C'est pourquoi, l'art 47 prévoit que toute personne dont les droits et libertés sont violés a droit à un recours effectif devant un tribunal. Sa cause doit pouvoir être entendue "équitablement, publiquement et dans un délai raisonnable par un tribunal indépendant et impartial". Pour se faire, il doit pouvoir avoir la possibilité "de se faire conseiller, défendre et représenter".
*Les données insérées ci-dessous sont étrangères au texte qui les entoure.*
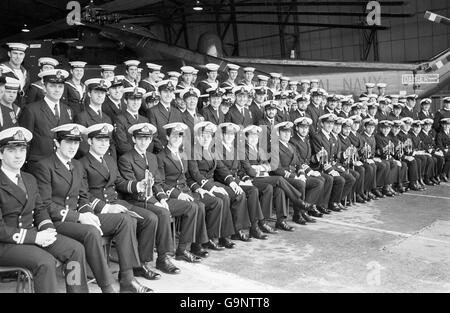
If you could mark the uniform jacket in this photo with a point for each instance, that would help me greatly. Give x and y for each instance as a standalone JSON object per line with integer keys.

2- La convention européenne des droits de l'Homme : procès équitable égalité

La Convention Européenne des droits de l'Homme "Toute personne dont les droits et libertés reconnus dans la présente Convention ont été violés, a droit à l’octroi d’un recours effectif devant une instance nationale, alors même que la violation aurait été commise par des personnes agissant dans l’exercice de leurs fonctions officielles" (art 13). Rappelons que conformément à l'art 6§1, la justice doit être rendue avec équité et dans un délai raisonnable (CEDH 11 février 2010 MALET c FRANCE - 30 oct 2014 PALMERO c FRANCE n° 77362/11).

L’article 14 de la CEDH énonce : "La jouissance des droits et libertés reconnus dans la présente Convention doit être assurée, sans distinction aucune, fondée notamment sur le sexe, la race, la couleur, la langue, la religion, les opinions politiques ou toutes autres opinions, l’origine nationale ou sociale, l’appartenance à une minorité nationale, la fortune, la naissance ou toute autre situation."

Ces articles accompagnent l'art 6 §1relatif au droit à un procès équitable.

Le pacte international relatif aux droits civils et politiques des Nations Unies du 16 décembre 1966 protège aussi en ses art 14 et 26.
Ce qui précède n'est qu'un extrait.